Oh.. and to not forget, if you don't sign your emails, anyone on the route of your email can read it simply, also mails take months before they got deleted from server’s cache so don’t be happy with deleting mail from you inbox :D.
How this can be used :
- You can for example trick your friends by sending them emails with your teacher’s email telling them there is an exam tomorrow or any funny trick like this, it is impossible for them to tell if it is a faked email especially when you send it from the mail servers at your university (this is Ramy’s plan for the 1st April XD).
- You can get passwords from your community, a simple email with the address of the forum’s administrator and a faked link to reset their passwords…

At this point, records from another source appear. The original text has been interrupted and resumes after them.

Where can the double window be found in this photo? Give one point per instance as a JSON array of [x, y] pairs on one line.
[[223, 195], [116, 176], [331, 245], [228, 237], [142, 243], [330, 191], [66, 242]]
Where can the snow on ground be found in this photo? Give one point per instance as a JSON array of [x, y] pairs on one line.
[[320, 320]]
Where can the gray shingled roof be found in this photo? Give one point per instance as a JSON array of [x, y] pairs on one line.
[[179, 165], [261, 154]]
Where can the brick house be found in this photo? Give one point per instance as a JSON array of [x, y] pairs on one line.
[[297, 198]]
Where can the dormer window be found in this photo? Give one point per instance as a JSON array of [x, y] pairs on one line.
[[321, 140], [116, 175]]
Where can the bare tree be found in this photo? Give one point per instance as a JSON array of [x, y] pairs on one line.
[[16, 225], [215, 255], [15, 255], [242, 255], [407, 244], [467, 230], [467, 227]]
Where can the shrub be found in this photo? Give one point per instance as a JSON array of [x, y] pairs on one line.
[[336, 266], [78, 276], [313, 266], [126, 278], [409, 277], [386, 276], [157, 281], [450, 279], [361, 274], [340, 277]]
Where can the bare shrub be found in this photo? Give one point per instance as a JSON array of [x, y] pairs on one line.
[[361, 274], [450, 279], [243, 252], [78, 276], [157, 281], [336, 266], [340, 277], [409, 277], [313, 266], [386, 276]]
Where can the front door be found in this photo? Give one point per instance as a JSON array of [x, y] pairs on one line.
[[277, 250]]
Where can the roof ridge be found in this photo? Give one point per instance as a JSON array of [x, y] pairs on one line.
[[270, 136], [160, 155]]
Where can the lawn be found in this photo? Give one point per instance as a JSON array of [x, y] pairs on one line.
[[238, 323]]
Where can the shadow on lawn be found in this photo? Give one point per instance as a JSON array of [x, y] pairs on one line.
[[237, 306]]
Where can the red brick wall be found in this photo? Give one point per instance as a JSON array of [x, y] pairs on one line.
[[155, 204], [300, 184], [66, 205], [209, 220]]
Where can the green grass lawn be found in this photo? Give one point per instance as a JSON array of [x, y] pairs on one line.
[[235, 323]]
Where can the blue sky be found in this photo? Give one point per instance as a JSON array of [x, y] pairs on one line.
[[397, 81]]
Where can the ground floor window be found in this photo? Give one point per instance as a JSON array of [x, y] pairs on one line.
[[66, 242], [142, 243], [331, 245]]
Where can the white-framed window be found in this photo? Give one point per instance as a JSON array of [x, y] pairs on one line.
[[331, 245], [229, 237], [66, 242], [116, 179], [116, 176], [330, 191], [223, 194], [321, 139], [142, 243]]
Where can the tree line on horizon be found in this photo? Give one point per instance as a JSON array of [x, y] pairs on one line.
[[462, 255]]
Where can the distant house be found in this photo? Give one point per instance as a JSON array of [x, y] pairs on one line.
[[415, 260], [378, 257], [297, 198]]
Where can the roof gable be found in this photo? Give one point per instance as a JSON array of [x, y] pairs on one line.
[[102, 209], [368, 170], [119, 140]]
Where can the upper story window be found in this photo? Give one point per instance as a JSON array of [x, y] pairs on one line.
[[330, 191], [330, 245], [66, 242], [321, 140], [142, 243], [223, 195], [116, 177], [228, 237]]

- You can trick almost whoever you want, your boss for instance, sending him an email with his boss’ email from within the same domain, cannot be more funnier than that.
- And anything you can imagine, because no one actually checks the source of the email.
Conclusion :
Never trust *email*, as far as you don’t give a damn too, it is ok to use it the way you are doing now, but once serious things happen, email won’t help you,and if someone want to track you… then email is the easiest and the most insecure way to get you down, watch the headers as much as you can, and don’t forget to check for IPs using “whois” services.So, do you still trust email?